Malachi only hoped Ellie wasn't being followed.

His scanner lit up. The sphere his ship centered scaled up, the ship sensors pulling in more detail from the ruined ships all around, and highlighted two red blips closing in on his position from above and to the rear.

Malachi changed his mind. He hoped he wasn't being followed either.

Malachi quickly looked up and scanned the area around him. The Valkyrie was in unknown waters here. It knew there was a way out behind him and helpfully suggested reversing course as an option by drawing a line through the three-dimensional display. The line was orange - possible danger.

An alarm sounded and Cabal blasters lit up the fleet around him.

The line changed from orange to red.

'Yeah, thanks,' Malachi muttered to the ship.

He twisted and turned left into a tight roll, gunning the engines as he entered the turn. He was satisfied to see laser blasts drifting right. The guns stopped firing. The Cabal fighters followed his turn.

Malachi coasted out of the turn, reversed thrust for a quarter second, just enough to throw off any pursuit, and pulled up and right. More laser fire passed underneath. Malachi thanked someone - anyone - that the Cabal ships only seemed to have fixed weapons, and planned his next move.

'You'd think we could have invented forcefields by now,' he snapped at the Valkyrie.

He pulled up and to the right again, repeating his previous manoeuvre and hoping it was something they wouldn't expect.

More shots zipped past. They had missed again, but they were getting closer, and Malachi was running out of ideas.

It all seemed so much easier when he could feed instructions to Ellie over a headset mic while safe (relatively speaking) on board the Juggernaut.
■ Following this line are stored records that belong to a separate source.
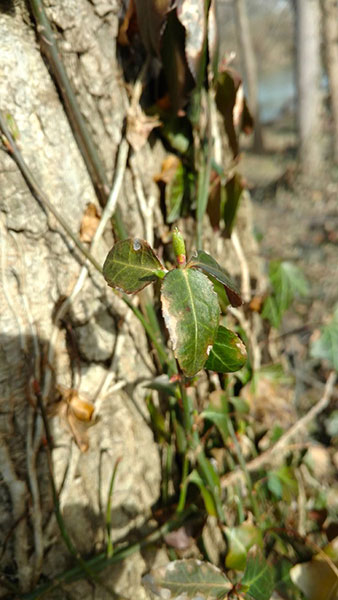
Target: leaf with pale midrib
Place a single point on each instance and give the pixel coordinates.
(191, 313)
(228, 353)
(131, 265)
(188, 578)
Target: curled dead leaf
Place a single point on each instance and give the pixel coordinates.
(139, 127)
(168, 169)
(89, 223)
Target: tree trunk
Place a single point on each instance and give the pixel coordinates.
(309, 110)
(249, 67)
(98, 347)
(330, 22)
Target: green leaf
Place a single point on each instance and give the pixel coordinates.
(131, 265)
(208, 500)
(191, 313)
(157, 422)
(274, 485)
(289, 482)
(228, 353)
(177, 132)
(316, 578)
(326, 347)
(174, 193)
(188, 579)
(288, 283)
(258, 578)
(240, 540)
(202, 260)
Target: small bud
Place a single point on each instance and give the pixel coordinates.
(179, 247)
She would be taking the risks and looking for the edge to win the race. She was good at it. Malachi knew he wasn't in Ellie's league. She had more hours in the chair and more natural talent than anyone he had seen race. In the cockpit she had less fear than anyone in their right mind should have.
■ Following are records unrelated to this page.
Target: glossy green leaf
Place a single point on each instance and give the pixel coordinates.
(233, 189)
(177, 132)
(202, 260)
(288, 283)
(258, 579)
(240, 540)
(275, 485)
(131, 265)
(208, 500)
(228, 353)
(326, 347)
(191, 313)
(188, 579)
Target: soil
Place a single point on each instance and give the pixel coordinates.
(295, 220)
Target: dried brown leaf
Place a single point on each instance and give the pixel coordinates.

Malachi had experience talking her through problems, discussing strategy, and thinking ahead.

Another volley scraped past his ship. The blips in the sphere were diverging.

They're trying to catch me from two directions.

A cloud of smaller debris caught his eye and his strategic brain saw the possibilities at once. He turned toward it.

His scared human brain hoped he could get there in time before the Cabal could get their positional advantage.

His heart hoped that no one had followed Ellie.

She'll be ok, he told himself. No one catches Ellie.